In diabetics, the curcumin found in curry appears to improve overall function of beta cells, which is necessary for proper insulin function. Studies also show it improves insulin resistance, blood sugar levels and inflammatory markers.
In people with arthritis, gout or other joint pain, the curcumin in turmeric shuts down inflammation by blocking enzymes that produce pain.
It improves endothelial function and arterial health. And it shows great promise in the fight against cancer
It may even help protect against Alzheimer’s by reducing the inflammation that promotes amyloid plaques. It also reduces oxidation and clears out heavy metals like cadmium and lead – all of which contribute to Alzheimer’s and dementia.
Now here’s the thing. Everyone is susceptible to slow-building, long-term inflammation that will eventually manifest as pain and disease. So turmeric is something all of us could use more of.
You can use it to make a curry sauce for vegetables, seafood and meats. Or you can simply use it as a seasoning, much like you would use salt or pepper. (Always use turmeric with black pepper to increase it’s bioavailability.)
Sprinkle it over your vegetables, add it to soups and stews, put it on your eggs or blend it in a smoothie. You can even make a turmeric latte by mixing it in almond or coconut milk with some cinnamon, ginger and black pepper. (Look up “Turmeric Gold Latte” online for a variety of recipes.)
If you find it more convenient, you can also take a turmeric or curcumin supplement. It should contain 95% curcuminoids from curcuma longa and include black pepper extract to increase absorption.
Dynamic Duo for Stress Management
One of the most common contributors to inflammation is stress. In fact, it’s believed that 75% to 90% of human disease is linked to stress and stress-related inflammation.
Rhodiola and ashwagandha are two adaptogenic herbs that work synergistically to help the body naturally adapt to stress and anxiety that can leave you feeling exhausted and washed out.
Rhodiola can start reliving symptoms of fatigue – even burnout – in about a week. Stress levels, fatigue and irritability all start to decline, and continue to do so over time. At the same time, these negative feelings are replaced with greater levels of alert calmness and a better mood.
It even works in patients with chronic fatigue syndrome. Taking rhodiola daily reduces fatigue, increases mental performance, improves ability to concentrate and decreases cortisol levels, so you are not in a constant state of “fight or flight.”

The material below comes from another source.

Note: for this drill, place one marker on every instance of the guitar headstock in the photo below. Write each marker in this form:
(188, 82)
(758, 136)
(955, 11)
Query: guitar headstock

Ashwagandha is the perfect companion for rhodiola. It can help balance thyroid and adrenal issues by boosting energy in the areas of your body that are weak, and reducing energy in those that are stressed.
Better yet, this herb can naturally keep you energized throughout the day while helping you sleep better at night. To top it off, people with chronic stress who take ashwagandha experience better cognitive skills, improved weight management and report feeling happier.
There are many other factors in your life that play a role in stress and inflammation. And these should all be addressed at some point.
Still, you will do your health a favor by adding curcumin, rhodiola and ashwagandha to your daily routine. You’ll not only start reducing that chronic stress and inflammation that are so damaging to your health. You will also be more alert and active during the day, and sleep better at night.